Preview — full styling will appear after the next deploy completes.

rag-system-design

Chunking Strategy

Fixed, structural, and semantic chunking tradeoffs

Chunk size strongly affects retrieval quality. Tiny chunks lose context; large chunks reduce precision and waste context window budget. The right strategy depends on corpus structure and query style — and should always be validated empirically.

flowchart TD
    D[Document] --> A{Strategy?}
    A -->|uniform corpus| F[Fixed-Size Tokens
with overlap]
    A -->|natural language| S[Sentence-Aware]
    A -->|structured docs| H[Paragraph / Heading]
    A -->|topic boundaries| SM[Semantic Clustering]
    F --> OV[Overlap Window]
    S --> OV
    H --> OV
    SM --> OV
    OV --> EVAL{Measure Recall}
    EVAL -->|needs tuning| A
    EVAL -->|acceptable| IDX[(Index)]

Chunking is the step that decides the unit of retrieval. When a user asks a question, the system retrieves chunks — not full documents. If chunks are too small, each one lacks enough context to be useful. If chunks are too large, a single retrieved chunk may contain the answer buried in irrelevant paragraphs, and you waste tokens passing noise to the generator. There is no universally correct chunk size; it is a hyperparameter you tune per corpus.

Common approaches range from simple to sophisticated. Fixed-size token chunks with a configurable overlap are easy to implement and work well for uniform corpora like API docs. Sentence-aware chunking respects sentence boundaries and handles variable-length content better. Paragraph or heading-based chunking aligns splits with author-intended semantic units and is often the best starting point for structured documents. Semantic chunking groups sentences by embedding similarity, but adds computational cost.
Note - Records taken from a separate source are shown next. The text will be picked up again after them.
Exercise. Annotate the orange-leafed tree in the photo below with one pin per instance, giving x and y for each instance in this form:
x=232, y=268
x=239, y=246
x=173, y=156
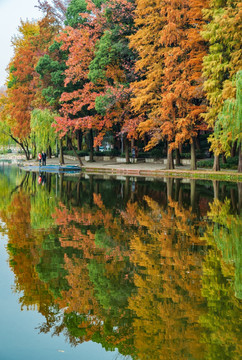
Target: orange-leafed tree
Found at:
x=171, y=52
x=23, y=93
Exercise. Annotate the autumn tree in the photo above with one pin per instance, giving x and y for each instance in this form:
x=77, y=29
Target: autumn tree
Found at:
x=171, y=52
x=223, y=32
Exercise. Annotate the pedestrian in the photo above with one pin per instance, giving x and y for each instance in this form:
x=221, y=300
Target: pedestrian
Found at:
x=39, y=158
x=43, y=158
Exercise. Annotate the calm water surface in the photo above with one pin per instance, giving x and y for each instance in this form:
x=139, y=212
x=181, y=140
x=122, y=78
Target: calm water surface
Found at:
x=142, y=269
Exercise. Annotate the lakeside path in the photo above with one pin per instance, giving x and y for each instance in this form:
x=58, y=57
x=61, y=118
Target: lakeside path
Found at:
x=111, y=167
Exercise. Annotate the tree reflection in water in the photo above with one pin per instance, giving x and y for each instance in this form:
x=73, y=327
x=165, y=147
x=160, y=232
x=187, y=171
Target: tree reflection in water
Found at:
x=152, y=269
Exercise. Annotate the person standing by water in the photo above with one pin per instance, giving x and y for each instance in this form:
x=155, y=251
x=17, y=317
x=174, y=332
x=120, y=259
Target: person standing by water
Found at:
x=39, y=158
x=43, y=158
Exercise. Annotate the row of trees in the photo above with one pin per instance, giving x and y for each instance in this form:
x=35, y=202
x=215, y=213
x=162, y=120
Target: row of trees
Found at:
x=161, y=71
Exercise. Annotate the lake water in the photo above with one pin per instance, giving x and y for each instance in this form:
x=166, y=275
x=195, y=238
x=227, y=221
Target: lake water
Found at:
x=97, y=268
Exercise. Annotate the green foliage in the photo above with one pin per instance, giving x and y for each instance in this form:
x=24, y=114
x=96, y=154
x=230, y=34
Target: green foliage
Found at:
x=75, y=7
x=228, y=127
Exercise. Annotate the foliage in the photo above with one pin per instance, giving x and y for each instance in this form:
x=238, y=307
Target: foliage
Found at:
x=228, y=127
x=171, y=51
x=223, y=61
x=42, y=131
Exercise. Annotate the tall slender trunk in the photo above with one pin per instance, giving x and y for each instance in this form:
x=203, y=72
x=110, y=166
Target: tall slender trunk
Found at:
x=178, y=158
x=91, y=146
x=215, y=189
x=224, y=160
x=193, y=155
x=79, y=139
x=216, y=165
x=193, y=194
x=170, y=162
x=49, y=152
x=177, y=189
x=233, y=149
x=240, y=159
x=239, y=197
x=78, y=157
x=169, y=188
x=127, y=150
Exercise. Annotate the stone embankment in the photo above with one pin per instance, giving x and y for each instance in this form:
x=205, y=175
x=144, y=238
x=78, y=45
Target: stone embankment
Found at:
x=144, y=169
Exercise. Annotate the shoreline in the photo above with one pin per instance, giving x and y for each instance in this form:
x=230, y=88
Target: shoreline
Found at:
x=110, y=167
The most important rule is to align chunks with human-readable boundaries whenever possible. A chunk that ends mid-sentence or mid-code-block is almost always a retrieval liability. Overlap windows — where the tail of one chunk repeats as the head of the next — improve recall at the cost of mild index bloat. The practical approach is to start with paragraph-based chunking, measure recall on a small gold dataset, and adjust size and overlap based on where retrieval fails.